During the 70 cold snap days in the study period (30 January 2020 to 31 December 2022), regional compound (cold-related and COVID-19) mortality ranged from 80 per 100,000 people (95% confidence interval: 75–86) in Yorkshire and the Humber, to 127 deaths per 100,000 people (95% confidence interval: 123–132) in East of England (Figure 3b), highlighting the higher absolute demand on the health system during cold snaps that heatwaves in the study period. These compound mortality numbers are substantially higher than the reference numbers of cold-related deaths from the same number of cold snap days in 2010-2019 (Figure 3d), which ranged from 34 deaths per 100,000 people (95% confidence interval: 31–38) in London, to 48 deaths per 100,000 people (95% confidence interval: 34–50) in North East England. This means that depending on the region, demand on health services was 2.1 (South West England) to 3.5-fold (East of England) when extreme cold co-occurred with COVID-19, compared to extreme cold in the previous decade.
By adding temperature-related deaths (with COVID-19 deaths removed prior to calculation) and COVID-19 deaths together to estimate the compound mortality impact, we have assumed that they are independent of each other. Figure 4 shows the average number of temperature-related deaths per 100,000 population per day of individual heatwaves (panel a) and cold snaps (panel b) in all regions in 2016-2019 (non-COVID-19 years; grey markers) and 2020-2022 (COVID-19 years; coloured markers), versus the average temperatures of these events. While heat-related mortality generally increased with the average heatwave temperature for all events, and cold-related mortality generally decreased when cold snaps were milder, the extreme temperature events that co-occurred with COVID-19 have different distributions (grey dashed lines) from the events that occurred without COVID-19 co-occurrence (black solid lines). For heatwaves (Figure 4a), mean temperature and heat-related mortality shifted higher in the COVID-19 years, compared to events that were not affected by COVID-19. For cold snaps (Figure 4b), the variances in temperature and cold-related mortality were larger in events in the COVID-19 years than non-COVID-19 years. Two-sample Kolmogorov–Smirnov tests confirm that the COVID-19 event distributions are significantly different from the non-COVID-19 distributions at the 5% significance level. These results suggest that COVID-19 may have impacted temperature-related mortality during extreme weather events.

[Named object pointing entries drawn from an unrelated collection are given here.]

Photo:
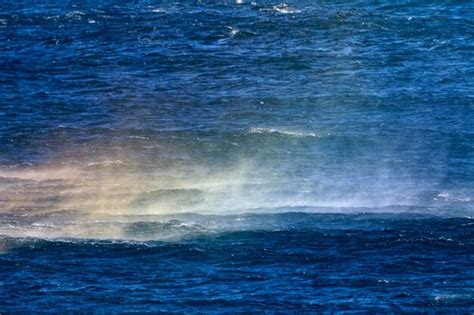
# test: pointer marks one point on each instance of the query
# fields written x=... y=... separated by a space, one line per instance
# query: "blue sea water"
x=237 y=156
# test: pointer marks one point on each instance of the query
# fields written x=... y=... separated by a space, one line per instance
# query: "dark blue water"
x=237 y=156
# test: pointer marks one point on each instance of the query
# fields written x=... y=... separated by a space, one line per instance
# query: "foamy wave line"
x=284 y=132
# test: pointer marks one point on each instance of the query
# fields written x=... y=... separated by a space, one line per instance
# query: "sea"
x=247 y=156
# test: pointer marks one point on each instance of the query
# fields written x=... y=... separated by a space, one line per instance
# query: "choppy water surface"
x=237 y=156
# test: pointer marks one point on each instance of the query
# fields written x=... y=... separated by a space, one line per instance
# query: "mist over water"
x=305 y=156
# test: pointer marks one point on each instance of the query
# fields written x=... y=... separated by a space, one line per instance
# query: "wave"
x=286 y=132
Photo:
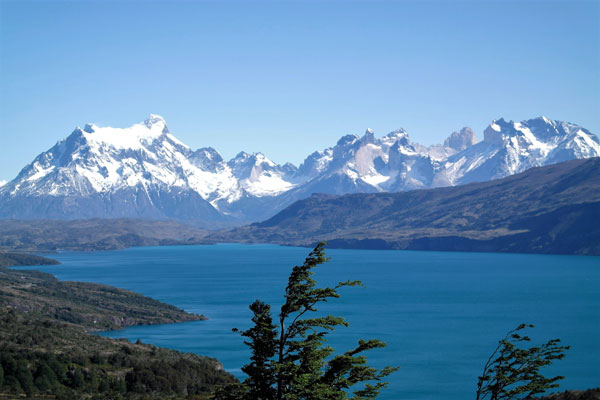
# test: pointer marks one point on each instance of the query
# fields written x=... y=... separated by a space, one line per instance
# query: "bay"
x=440 y=313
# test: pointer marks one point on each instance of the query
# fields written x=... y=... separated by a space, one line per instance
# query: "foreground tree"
x=514 y=373
x=291 y=361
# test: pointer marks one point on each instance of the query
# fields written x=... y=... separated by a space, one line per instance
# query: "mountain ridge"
x=144 y=172
x=550 y=209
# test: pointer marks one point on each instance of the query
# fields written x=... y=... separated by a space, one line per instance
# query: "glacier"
x=143 y=171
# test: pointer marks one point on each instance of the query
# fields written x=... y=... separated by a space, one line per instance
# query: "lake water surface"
x=440 y=313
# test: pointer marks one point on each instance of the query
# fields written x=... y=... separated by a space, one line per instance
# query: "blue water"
x=440 y=313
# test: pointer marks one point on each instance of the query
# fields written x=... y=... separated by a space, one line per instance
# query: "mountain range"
x=144 y=172
x=552 y=209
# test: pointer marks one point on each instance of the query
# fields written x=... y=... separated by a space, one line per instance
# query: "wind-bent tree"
x=291 y=360
x=513 y=373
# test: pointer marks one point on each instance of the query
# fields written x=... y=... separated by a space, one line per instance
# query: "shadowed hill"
x=552 y=209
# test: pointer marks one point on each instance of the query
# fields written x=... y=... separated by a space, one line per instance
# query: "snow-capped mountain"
x=144 y=171
x=141 y=171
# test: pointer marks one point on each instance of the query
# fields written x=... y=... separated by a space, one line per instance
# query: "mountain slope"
x=144 y=172
x=553 y=209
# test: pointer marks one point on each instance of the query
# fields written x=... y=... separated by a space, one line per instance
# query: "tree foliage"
x=512 y=372
x=291 y=360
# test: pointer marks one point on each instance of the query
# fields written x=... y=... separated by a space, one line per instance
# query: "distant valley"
x=553 y=209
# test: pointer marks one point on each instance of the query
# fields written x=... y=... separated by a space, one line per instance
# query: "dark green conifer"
x=514 y=373
x=289 y=361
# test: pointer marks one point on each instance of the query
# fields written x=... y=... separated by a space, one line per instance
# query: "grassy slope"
x=94 y=234
x=47 y=352
x=92 y=306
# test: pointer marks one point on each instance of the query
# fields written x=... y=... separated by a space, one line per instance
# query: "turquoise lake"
x=440 y=313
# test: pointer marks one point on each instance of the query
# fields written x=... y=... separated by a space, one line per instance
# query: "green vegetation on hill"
x=8 y=259
x=46 y=351
x=45 y=358
x=89 y=305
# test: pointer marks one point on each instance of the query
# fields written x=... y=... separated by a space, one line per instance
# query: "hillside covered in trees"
x=46 y=351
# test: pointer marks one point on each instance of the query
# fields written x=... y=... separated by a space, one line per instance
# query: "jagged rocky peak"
x=155 y=120
x=207 y=158
x=369 y=136
x=493 y=133
x=460 y=140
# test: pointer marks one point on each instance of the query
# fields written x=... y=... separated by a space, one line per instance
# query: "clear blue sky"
x=287 y=78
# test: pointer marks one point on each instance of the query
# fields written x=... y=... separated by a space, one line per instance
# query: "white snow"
x=146 y=156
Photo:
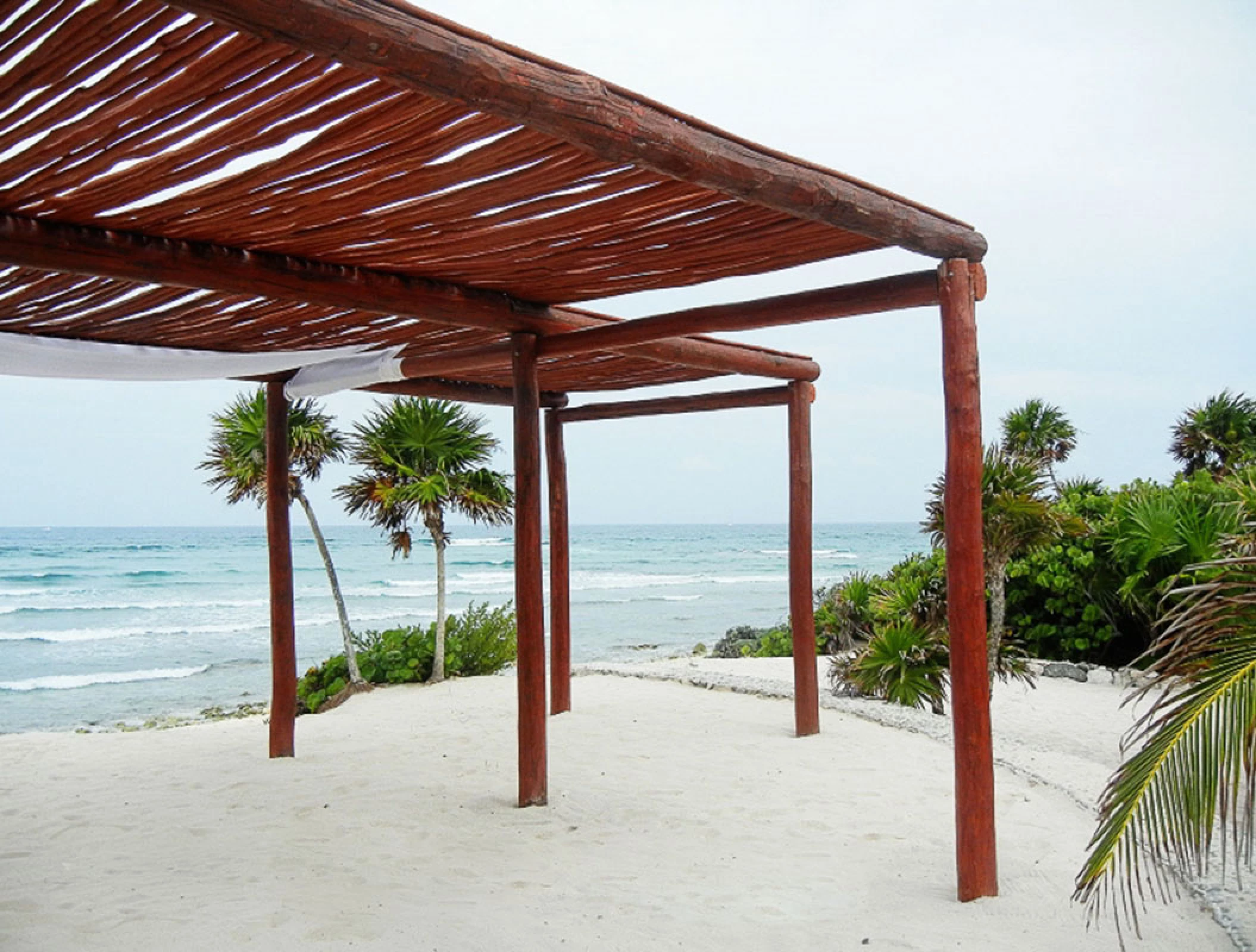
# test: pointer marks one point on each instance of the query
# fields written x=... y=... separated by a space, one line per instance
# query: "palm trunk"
x=440 y=541
x=996 y=582
x=346 y=632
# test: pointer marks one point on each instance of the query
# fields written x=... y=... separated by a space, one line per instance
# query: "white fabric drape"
x=346 y=373
x=342 y=367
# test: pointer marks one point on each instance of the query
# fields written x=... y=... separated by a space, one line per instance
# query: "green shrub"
x=738 y=642
x=904 y=663
x=774 y=643
x=480 y=641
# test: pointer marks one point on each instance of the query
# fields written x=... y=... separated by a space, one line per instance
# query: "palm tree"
x=421 y=458
x=1042 y=434
x=1196 y=763
x=238 y=462
x=1217 y=436
x=1017 y=519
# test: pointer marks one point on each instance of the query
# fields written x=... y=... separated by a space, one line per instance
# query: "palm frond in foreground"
x=1193 y=772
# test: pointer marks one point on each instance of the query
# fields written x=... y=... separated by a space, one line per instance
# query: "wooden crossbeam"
x=463 y=392
x=907 y=290
x=102 y=253
x=661 y=406
x=438 y=58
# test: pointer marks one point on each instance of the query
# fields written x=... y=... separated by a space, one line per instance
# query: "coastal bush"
x=480 y=641
x=904 y=663
x=1062 y=599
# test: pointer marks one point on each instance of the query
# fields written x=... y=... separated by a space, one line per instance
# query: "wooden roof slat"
x=417 y=52
x=33 y=244
x=439 y=191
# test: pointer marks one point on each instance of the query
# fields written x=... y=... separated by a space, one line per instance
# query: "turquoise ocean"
x=107 y=626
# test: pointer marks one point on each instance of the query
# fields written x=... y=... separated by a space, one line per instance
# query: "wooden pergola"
x=248 y=177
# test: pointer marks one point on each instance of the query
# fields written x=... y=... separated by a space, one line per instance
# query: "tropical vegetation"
x=421 y=459
x=1192 y=775
x=480 y=641
x=1218 y=436
x=236 y=462
x=1076 y=572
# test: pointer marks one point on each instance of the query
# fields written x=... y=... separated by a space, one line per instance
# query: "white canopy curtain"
x=322 y=372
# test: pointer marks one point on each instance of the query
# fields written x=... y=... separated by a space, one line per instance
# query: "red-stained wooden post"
x=966 y=588
x=283 y=622
x=561 y=568
x=529 y=582
x=802 y=610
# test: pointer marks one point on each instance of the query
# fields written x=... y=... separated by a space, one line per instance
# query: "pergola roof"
x=254 y=176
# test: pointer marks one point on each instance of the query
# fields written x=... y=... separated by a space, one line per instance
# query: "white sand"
x=679 y=818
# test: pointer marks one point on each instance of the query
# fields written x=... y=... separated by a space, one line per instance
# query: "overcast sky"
x=1105 y=151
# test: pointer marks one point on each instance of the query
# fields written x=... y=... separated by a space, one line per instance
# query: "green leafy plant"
x=1017 y=519
x=480 y=641
x=1217 y=436
x=1195 y=763
x=236 y=462
x=904 y=663
x=1041 y=434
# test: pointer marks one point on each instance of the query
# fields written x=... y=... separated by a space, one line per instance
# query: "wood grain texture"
x=802 y=609
x=463 y=392
x=966 y=590
x=529 y=578
x=283 y=618
x=417 y=52
x=663 y=406
x=561 y=568
x=51 y=246
x=908 y=290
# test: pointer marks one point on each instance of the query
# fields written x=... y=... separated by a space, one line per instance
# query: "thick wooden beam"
x=74 y=249
x=966 y=590
x=451 y=364
x=529 y=581
x=463 y=392
x=283 y=621
x=663 y=406
x=561 y=568
x=907 y=290
x=802 y=608
x=435 y=57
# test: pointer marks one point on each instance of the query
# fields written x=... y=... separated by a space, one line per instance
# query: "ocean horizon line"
x=301 y=525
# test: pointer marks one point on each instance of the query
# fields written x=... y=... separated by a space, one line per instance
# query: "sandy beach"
x=679 y=818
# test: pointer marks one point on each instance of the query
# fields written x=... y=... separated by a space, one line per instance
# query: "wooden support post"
x=561 y=568
x=529 y=582
x=966 y=588
x=283 y=622
x=802 y=610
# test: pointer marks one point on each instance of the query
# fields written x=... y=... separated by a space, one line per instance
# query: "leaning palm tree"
x=1195 y=768
x=1042 y=434
x=421 y=458
x=1017 y=518
x=1216 y=436
x=238 y=462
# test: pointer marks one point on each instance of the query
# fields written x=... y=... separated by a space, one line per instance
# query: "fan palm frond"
x=1196 y=755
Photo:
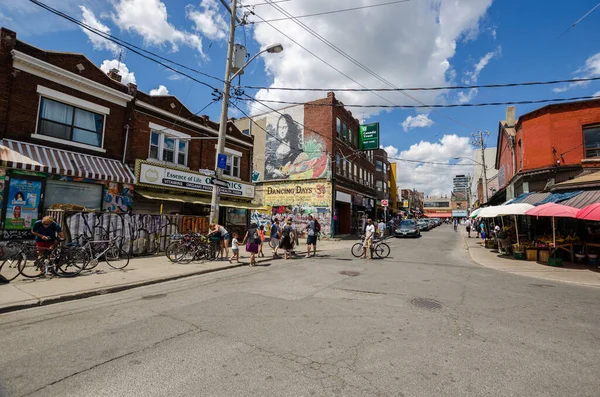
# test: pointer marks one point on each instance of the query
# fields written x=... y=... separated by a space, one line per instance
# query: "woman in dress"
x=252 y=241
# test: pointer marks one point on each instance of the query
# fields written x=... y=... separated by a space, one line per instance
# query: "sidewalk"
x=23 y=293
x=571 y=273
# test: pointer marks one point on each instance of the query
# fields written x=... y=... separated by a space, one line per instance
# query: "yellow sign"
x=315 y=194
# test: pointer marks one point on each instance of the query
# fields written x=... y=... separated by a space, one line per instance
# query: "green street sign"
x=369 y=136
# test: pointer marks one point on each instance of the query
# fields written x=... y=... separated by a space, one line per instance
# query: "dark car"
x=407 y=228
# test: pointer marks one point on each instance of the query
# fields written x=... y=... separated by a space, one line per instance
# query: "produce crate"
x=543 y=256
x=531 y=254
x=556 y=262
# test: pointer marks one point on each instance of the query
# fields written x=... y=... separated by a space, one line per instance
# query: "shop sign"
x=369 y=136
x=310 y=194
x=22 y=203
x=156 y=175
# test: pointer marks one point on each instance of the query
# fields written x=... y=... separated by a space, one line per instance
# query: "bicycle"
x=380 y=248
x=114 y=256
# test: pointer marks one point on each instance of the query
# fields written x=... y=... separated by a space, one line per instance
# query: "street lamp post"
x=216 y=198
x=485 y=192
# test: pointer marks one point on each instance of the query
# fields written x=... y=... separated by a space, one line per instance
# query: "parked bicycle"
x=109 y=251
x=380 y=248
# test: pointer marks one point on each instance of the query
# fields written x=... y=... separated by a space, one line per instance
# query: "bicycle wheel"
x=32 y=268
x=9 y=269
x=71 y=262
x=116 y=257
x=357 y=250
x=382 y=250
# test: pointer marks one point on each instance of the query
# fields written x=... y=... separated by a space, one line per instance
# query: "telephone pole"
x=479 y=141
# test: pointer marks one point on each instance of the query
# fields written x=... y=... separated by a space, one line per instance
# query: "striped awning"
x=28 y=156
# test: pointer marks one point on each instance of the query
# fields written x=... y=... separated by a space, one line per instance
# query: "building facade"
x=307 y=162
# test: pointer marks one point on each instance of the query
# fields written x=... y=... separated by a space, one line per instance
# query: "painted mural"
x=291 y=153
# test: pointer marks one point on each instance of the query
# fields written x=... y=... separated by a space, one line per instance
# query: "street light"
x=276 y=48
x=485 y=193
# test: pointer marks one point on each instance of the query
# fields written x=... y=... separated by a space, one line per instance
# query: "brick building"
x=72 y=136
x=545 y=147
x=311 y=164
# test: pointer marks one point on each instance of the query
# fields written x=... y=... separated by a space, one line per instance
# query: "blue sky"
x=416 y=43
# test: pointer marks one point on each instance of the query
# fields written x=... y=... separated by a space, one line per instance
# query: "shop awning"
x=584 y=199
x=28 y=156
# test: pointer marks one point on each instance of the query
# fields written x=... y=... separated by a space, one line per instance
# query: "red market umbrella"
x=589 y=213
x=554 y=210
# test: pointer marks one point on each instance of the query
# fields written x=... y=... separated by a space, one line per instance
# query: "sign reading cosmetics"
x=157 y=175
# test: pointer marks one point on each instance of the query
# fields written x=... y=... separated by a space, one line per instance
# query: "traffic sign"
x=218 y=182
x=222 y=161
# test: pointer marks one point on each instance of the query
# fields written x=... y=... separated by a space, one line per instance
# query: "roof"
x=589 y=180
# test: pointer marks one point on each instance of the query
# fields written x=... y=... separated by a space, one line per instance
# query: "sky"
x=402 y=44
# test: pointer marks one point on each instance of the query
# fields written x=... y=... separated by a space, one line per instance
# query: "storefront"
x=297 y=200
x=164 y=189
x=35 y=179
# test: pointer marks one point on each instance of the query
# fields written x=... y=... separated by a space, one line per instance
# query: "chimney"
x=510 y=116
x=114 y=74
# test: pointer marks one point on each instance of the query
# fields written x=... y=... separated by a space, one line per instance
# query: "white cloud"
x=419 y=121
x=591 y=68
x=382 y=38
x=126 y=76
x=433 y=179
x=98 y=42
x=208 y=20
x=471 y=77
x=149 y=19
x=161 y=90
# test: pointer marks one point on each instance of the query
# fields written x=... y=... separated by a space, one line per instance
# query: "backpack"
x=317 y=226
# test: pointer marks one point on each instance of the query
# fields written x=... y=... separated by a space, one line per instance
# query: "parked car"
x=407 y=228
x=423 y=225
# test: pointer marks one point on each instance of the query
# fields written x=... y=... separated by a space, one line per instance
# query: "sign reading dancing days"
x=369 y=136
x=156 y=175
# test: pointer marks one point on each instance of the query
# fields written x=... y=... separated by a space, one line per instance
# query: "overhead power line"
x=439 y=106
x=329 y=12
x=441 y=88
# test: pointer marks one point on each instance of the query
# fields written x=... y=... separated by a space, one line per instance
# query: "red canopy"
x=590 y=213
x=554 y=210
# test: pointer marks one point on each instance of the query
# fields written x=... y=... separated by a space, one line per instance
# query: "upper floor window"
x=167 y=148
x=591 y=139
x=70 y=123
x=233 y=166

On the other hand, extreme heat may have exacerbated COVID-19 mortality in England and Wales too. This is evident on the hottest day ever recorded in the UK (19 July 2022), when the 91 more daily COVID-19 deaths occurred, compared to the average on days between 10 July and 25 July 2022 (Figure 1b). Modelling COVID-19 mortality is not within the scope of this study, but our results highlight the complex interplay between extreme temperatures and the COVID-19 pandemic, as well as its implications on population health and health services capacity.